WebAssembly / interface-types

Other
640 stars 57 forks source link

Sequences #72

Open jgravelle-google opened 5 years ago

jgravelle-google commented 5 years ago

Here's a dump of what I've been thinking about sequences so far. This is informed generally by the experimenting I've been doing in my polyfill/interpreter. This isn't so much an "I have answers" so much as it is a "here's why I'm thinking this is tricky"

Core use cases (in order of importance)

  1. Passing buffers of bytes efficiently
    1. buffers of larger data elements should be efficient too
  2. Supporting collections of arbitrary data
    1. including structured data
    2. including non-scalar data (strings, and sequences)
  3. Translating data between different representations of an ordered list

Sample sequences

C++ alone has three immediate options:

Assume vector is implemented as a struct with a pointer to a buffer, a length, and a current capacity. Assume list is implemented as a doubly-linked list, with pointers to the front and back.

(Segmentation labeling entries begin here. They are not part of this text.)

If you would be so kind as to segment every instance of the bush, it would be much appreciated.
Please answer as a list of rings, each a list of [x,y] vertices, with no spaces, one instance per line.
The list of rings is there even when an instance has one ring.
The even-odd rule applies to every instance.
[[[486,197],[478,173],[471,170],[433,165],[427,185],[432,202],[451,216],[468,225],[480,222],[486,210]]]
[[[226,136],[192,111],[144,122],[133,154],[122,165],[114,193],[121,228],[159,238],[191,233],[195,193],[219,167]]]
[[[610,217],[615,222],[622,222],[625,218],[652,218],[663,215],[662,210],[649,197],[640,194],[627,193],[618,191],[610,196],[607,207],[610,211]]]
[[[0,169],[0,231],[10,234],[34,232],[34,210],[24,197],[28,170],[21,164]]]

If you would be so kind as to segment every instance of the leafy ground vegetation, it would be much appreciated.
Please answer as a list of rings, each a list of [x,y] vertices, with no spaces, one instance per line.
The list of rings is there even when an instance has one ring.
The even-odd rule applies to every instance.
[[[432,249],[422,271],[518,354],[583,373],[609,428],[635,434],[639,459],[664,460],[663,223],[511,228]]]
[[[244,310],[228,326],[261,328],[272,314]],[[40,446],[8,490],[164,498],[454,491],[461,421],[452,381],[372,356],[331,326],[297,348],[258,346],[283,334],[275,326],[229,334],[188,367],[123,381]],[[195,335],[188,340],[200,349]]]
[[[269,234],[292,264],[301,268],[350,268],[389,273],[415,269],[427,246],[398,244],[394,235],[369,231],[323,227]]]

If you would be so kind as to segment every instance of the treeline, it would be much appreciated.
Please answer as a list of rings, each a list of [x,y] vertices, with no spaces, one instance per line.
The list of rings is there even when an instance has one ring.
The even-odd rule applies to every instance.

I'm using C++ here because it can represent this in a variety of ways. For any given language I expect we only need to idiomatically support a single style. So for C++ we can have compiler support to autogenerate buffer adapters, but not linked lists, whereas in Scheme we could natively support linked lists but not necessarily anything else.

Complications

Assume we model a buffer of arbitray bytes as seq<u8>. To support a maximally-efficient copy, we need to have primitives that can be optimized into a single memcpy. For the C-style simple buffer, we can do something similar to memory-to-string/string-to-memory, which takes ptr + length and produces a seq, and vice-versa (open question: does this handle only u8, or is it parameterized, and what type is it parameterized on, interface types or wasm types?). For the linked list case, this is fundamentally impossible (and that's ok). We do need to be able to build a sequence from a linked list, so we will at minimum need another pair of primitives to do so. In my polyfill I tried fold-seq and repeat-until (using helper functions), to go from seq to list and vice-versa. The vector case is surprisingly tricky to handle. On the one hand we can reuse the buffer-copying logic to marshal the actual data over. On the other hand, we need to maintain the vector invariants as we go (length, capacity). We either need to use a fold primitive and call in to the C++ code to push_back every element (and let C++ maintain the invariants), use the mem-to-seq instructions and fix up the invariants at the end, or move the invariant-maintaining logic in to the body of the folds. The only one of those that is amenable to optimization is to defer fixing up the internal state. I can't quite imagine how to express that without hand-writing the adapter, however (although for std::vector, as part of the standard library, we are technically able to do so).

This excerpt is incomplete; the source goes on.